We live in a time of the pandemic, yet what is it that is moving among us? Can we move from epidemic to “Posidemic” (10), a way of being that brings greater health to us all? I don’t know, but I sense that there are unplumbed mysteries which may bring us perceptions and remedies that at this moment lie beyond our field of view.

Endnotes:

  1. https://blogs.scientificamerican.com/cross-check/scientific-heretic-rupert-sheldrake-on-morphic-fields-psychic-dogs-and-other-mysteries/
  2. The process of witnessing a homeopathic case and analyzing it is far more complex than described here and involves multiple tools, including a “repertory”, a computerized index which correlates symptoms to remedies which are known to be indicated for those symptoms. The bare essentials of this case are presented here for illustrative purposes only. Note that not all cases of homicidal ideation will respond to the rabies remedy: the unique, individual details of the patient’s experience form a gestalt or picture which corresponds to the story being enacted and experienced.
  3. Trituration refers to the process of mixing and grinding a substance with a diluent, using a mortar and pestle.

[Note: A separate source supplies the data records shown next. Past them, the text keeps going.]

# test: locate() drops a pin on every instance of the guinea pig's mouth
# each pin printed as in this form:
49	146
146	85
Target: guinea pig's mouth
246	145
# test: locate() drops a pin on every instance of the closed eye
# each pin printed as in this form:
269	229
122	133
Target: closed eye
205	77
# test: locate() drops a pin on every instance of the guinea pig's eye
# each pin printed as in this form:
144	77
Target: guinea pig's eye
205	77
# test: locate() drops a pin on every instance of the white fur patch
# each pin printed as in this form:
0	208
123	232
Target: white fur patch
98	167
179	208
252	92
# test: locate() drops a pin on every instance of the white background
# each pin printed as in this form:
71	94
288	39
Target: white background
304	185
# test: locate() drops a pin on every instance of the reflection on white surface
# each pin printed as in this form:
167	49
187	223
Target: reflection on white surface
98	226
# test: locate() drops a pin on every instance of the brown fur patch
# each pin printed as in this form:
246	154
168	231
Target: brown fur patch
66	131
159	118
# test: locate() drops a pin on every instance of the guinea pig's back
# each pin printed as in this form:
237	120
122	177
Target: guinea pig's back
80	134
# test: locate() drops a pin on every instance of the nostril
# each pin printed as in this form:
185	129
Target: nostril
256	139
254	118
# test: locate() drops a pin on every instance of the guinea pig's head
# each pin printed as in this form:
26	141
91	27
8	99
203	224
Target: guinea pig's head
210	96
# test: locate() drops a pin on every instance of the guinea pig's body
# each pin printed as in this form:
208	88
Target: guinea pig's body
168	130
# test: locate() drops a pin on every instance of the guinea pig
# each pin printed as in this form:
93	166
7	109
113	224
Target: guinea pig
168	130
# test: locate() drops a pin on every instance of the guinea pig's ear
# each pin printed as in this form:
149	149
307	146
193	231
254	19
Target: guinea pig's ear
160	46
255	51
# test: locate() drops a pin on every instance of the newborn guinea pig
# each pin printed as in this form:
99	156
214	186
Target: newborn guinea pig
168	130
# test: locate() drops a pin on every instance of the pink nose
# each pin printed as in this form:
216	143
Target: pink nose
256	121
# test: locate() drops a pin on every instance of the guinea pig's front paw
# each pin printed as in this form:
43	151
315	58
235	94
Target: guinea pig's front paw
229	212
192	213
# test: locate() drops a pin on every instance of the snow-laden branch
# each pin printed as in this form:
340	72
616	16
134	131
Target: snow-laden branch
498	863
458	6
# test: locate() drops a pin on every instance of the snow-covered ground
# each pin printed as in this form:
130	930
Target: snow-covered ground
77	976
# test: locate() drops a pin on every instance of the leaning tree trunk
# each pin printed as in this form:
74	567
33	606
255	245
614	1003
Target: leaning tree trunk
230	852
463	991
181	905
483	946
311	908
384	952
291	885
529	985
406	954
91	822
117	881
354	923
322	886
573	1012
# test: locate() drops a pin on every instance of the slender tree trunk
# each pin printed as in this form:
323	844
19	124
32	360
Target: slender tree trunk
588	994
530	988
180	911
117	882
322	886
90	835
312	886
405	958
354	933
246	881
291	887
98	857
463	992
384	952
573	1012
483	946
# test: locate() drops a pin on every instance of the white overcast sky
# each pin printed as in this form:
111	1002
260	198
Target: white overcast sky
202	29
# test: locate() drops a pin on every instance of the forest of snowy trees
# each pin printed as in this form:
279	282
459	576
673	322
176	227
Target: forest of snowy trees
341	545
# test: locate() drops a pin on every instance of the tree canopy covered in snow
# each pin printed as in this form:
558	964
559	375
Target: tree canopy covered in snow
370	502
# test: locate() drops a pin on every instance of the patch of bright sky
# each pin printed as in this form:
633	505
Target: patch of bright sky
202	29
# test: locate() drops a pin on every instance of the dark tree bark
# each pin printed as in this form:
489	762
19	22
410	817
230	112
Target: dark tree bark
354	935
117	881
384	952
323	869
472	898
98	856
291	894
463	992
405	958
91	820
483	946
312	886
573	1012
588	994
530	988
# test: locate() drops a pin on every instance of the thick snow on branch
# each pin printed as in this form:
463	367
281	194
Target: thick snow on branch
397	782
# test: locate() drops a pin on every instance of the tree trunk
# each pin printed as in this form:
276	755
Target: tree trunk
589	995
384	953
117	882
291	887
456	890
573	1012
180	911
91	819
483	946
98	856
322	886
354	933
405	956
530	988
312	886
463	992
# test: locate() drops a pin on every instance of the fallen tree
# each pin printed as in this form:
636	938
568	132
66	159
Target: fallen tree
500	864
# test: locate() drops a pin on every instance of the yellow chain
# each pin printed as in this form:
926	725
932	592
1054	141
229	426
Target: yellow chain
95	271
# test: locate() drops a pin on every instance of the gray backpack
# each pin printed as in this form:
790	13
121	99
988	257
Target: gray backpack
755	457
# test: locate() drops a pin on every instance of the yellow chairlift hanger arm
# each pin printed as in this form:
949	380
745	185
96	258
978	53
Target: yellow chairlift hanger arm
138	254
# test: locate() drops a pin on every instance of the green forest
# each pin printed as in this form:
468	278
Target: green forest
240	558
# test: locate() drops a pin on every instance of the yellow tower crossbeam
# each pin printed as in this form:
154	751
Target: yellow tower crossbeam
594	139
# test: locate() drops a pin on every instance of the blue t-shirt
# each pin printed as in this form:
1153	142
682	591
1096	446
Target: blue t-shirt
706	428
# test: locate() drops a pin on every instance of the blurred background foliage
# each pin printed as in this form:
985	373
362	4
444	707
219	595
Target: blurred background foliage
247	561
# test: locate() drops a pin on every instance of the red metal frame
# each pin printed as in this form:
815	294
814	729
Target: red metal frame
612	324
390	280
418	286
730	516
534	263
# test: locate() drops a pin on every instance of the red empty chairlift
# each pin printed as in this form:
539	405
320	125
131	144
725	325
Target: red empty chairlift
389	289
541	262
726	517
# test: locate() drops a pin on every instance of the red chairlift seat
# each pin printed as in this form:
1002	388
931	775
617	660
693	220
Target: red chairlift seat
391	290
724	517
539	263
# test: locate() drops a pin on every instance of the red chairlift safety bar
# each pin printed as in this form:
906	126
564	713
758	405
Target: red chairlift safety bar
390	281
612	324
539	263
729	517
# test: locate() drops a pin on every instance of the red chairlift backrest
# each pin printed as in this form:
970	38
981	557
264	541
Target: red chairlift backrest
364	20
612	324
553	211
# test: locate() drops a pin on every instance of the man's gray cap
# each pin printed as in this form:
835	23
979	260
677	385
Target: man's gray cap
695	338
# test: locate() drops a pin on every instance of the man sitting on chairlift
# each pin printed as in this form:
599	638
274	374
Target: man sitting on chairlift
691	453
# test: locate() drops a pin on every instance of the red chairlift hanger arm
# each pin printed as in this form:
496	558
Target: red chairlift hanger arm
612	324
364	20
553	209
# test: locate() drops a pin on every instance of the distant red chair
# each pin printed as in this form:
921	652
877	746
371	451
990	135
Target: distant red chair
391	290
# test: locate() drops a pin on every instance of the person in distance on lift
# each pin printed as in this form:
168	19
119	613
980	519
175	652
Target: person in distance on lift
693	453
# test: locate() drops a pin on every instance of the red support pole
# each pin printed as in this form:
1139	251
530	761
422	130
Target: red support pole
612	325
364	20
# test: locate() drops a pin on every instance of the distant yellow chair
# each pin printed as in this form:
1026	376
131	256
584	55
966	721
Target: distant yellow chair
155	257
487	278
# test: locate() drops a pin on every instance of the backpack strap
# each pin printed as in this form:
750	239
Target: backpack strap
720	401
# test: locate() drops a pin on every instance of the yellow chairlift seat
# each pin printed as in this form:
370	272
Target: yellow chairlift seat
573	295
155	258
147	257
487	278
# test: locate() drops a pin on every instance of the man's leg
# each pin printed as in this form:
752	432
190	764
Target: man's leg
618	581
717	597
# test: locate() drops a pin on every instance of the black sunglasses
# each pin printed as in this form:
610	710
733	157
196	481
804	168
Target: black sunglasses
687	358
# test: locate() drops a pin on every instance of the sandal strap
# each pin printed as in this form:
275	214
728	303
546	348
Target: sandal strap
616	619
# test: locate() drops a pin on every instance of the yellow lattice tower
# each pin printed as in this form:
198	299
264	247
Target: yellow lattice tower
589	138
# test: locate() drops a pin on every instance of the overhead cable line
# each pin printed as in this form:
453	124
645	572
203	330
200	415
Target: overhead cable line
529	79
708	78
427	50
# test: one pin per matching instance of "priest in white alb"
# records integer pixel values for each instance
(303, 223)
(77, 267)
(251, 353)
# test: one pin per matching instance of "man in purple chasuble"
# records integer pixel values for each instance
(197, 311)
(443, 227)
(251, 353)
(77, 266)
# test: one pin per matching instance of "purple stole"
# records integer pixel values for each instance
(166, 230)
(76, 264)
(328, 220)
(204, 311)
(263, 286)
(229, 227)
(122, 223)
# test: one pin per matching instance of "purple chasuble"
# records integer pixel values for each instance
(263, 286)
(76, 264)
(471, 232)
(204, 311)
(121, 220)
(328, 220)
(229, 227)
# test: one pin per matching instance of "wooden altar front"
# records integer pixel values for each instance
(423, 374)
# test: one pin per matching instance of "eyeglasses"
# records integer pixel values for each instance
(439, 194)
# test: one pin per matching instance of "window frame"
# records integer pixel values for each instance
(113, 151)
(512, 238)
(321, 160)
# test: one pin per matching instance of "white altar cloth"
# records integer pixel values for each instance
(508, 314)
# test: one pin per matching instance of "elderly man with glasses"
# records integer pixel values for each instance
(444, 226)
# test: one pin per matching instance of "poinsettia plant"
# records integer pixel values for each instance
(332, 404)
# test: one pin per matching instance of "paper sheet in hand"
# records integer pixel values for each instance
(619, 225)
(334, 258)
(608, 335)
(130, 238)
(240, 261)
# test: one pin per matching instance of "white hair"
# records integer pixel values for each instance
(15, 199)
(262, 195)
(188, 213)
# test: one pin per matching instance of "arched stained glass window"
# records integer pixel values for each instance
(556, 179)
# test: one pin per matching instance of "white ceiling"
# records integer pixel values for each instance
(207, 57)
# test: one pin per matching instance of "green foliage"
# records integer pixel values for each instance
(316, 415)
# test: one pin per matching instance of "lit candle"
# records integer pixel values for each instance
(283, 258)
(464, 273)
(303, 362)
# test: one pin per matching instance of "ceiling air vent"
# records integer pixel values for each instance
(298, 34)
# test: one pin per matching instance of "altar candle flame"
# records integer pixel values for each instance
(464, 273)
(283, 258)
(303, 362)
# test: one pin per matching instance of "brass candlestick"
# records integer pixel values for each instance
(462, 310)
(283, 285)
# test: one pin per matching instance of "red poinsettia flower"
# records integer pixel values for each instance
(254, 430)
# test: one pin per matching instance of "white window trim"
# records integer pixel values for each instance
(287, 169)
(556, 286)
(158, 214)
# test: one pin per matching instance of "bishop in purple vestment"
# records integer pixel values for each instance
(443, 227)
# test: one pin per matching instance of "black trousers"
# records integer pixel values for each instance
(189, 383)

  4. Bohm, David: Wholeness and the Implicate Order. 1980. Routledge and Kegan Paul. New York, NY.
  5. The “hard problem of consciousness” may be summarized by the question: “Why is it that subjectivity exists at all?”
  6. Kastrup, Bernardo: The Universe in Consciousness. Journal of Consciousness Studies. 25; No. 5-6. 2018. Pp: 125-55.
  7. https://www.quantamagazine.org/entanglement-made-simple-20160428/
  8. Wallach, H. Entanglement Model of Homeopathy as an Example of Generalized Entanglement Predicted by Weak Quantum Theory. Forsch Komplementärmed Klass Naturhelilkd 2003;10:192-200.
  9. Collins, Deborah. “In From the Cold”. Qjure.com
  10. Coined, I believe, by Jeremy Sherr.